Nonoperative Treatment
Treatment of a patient with suprascapular neuropathy is based on the type of injury and the duration of disability, pain, and atrophy. A patient with a chronic neuropathy from repetitive shoulder motion, such as a baseball or volleyball player, should be placed in therapy and treated conservatively. Similarly, a patient with Parsonage-Turner syndrome should be observed for an extended period. Both groups, if monitored for 2 to 3 months, tend to demonstrate clinical improvement. The results of surgical intervention in these two groups are somewhat unpredictable.
A patient with evidence of compressive neuropathy at either the suprascapular notch or the spinoglenoid notch should be observed for improvement in function over a 3- to 4-month period. If the patient remains symptomatic after that time, surgical decompression can be performed.
Operative Treatment
Early surgical intervention (i.e., within a few weeks) is rarely needed, except for patients with an obvious ganglion cyst noted on MRI or the rare patient with intractable pain and significant compressive neuropathy noted on EMG/NCS. Patients with Parsonage-Turner syndrome experience considerable pain for the first few weeks of the neuropathy, but typically, they do not require operative intervention because their symptoms tend to improve spontaneously over time.
The suprascapular nerve can be approached from an anterior, superior, or posterior direction.
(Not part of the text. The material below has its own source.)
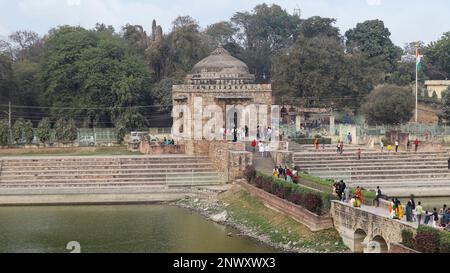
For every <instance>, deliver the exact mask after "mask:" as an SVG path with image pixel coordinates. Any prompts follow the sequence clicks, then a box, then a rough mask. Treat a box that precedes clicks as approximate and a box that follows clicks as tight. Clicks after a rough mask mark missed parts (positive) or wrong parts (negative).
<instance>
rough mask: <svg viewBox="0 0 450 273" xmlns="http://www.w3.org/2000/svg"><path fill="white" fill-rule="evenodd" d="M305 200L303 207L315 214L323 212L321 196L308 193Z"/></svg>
mask: <svg viewBox="0 0 450 273" xmlns="http://www.w3.org/2000/svg"><path fill="white" fill-rule="evenodd" d="M302 199H303V200H301V201H302V203H301V205H302V206H303V207H304V208H305V209H307V210H309V211H311V212H314V213H316V214H319V215H320V214H321V212H322V199H320V197H319V196H317V195H316V194H312V193H307V194H305V196H304V197H303V198H302Z"/></svg>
The anterior approach demands exposure of at least a portion of the brachial plexus and does not allow exposure of the spinoglenoid notch. A direct superior approach performed by splitting the trapezius in line with its fibers has commonly been recommended. This technique however results in a deep surgical wound in which the suprascapular notch and superior transverse scapular ligament can be visualized, but only a small distance of the suprascapular nerve itself can be exposed.
The posterior approach detaches the trapezius from the spine of the scapula 6 to 8 cm medial to the lateral edge of the acromion. The supraspinatus is then retracted posteriorly to visualize the suprascapular nerve and the notch. Careful exposure should be performed while in the area of the suprascapular notch because the artery and vein travel above this, and occasionally, a branch of the nerve may be positioned above rather than below the superior transverse scapular ligament. If greater exposure of the nerve is needed with this approach, two additional steps can be performed: the trapezius can be detached laterally and anteriorly onto the acromioclavicular joint to allow wide exposure of the nerve. However, at closure, the trapezius will need to be accurately repaired back to the acromion.
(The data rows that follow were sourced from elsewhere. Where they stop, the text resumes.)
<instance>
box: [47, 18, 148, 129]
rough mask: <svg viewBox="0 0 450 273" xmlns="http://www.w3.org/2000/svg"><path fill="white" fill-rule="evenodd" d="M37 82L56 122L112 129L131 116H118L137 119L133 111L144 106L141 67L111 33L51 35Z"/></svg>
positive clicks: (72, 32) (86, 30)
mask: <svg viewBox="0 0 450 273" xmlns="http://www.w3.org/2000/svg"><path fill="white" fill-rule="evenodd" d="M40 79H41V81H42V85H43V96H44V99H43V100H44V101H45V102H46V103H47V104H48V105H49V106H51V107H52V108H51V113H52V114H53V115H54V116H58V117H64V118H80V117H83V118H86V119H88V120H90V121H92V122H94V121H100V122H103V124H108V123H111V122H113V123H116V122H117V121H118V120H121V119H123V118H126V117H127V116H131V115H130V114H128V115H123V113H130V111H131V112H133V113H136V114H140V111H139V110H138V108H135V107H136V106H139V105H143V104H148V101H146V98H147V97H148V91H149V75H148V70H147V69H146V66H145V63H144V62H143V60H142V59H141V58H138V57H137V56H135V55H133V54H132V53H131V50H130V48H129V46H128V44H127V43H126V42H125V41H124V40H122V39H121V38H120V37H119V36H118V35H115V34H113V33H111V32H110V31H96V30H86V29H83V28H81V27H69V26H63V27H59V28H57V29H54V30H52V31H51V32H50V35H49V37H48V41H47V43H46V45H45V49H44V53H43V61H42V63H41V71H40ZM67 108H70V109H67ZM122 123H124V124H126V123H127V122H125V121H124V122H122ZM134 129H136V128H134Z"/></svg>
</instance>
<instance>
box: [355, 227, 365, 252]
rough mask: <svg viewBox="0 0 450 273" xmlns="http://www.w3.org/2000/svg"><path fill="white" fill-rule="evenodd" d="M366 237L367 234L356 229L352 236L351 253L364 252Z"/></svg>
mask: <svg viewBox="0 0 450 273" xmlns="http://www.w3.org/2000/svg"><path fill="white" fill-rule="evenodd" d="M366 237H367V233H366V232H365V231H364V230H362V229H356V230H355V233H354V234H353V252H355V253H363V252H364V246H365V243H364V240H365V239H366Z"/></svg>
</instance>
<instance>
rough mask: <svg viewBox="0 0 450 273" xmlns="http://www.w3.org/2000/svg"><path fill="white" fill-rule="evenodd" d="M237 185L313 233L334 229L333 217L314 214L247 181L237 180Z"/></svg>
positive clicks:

If the suprascapular nerve needs to be explored into the spinoglenoid notch, the posterior deltoid can be detached from the spine of the scapula, and exposure of the nerve from the infraspinatus to the suprascapular notch can then be achieved.
In cases involving a ganglion at the spinoglenoid notch, arthroscopic debridement of the cyst is an excellent technique. Arthroscopy also allows visualization of the joint and the opportunity to debride any associated labral tears. Most of these posterosuperior labral tears are not amenable to surgical reattachment. Recently, arthroscopic and endoscopic approaches to decompress the suprascapular nerve at the suprascapular and spinoglenoid notches have been described.
Outcomes
For patients with suprascapular neuropathy, good or better surgical results have been achieved in the recovery of supraspinatus function. Infraspinatus recovery is more variable. The best results are seen in patients with nerve lesions from masses; the worst are in patients with neuropathy caused by fractures or severe trauma.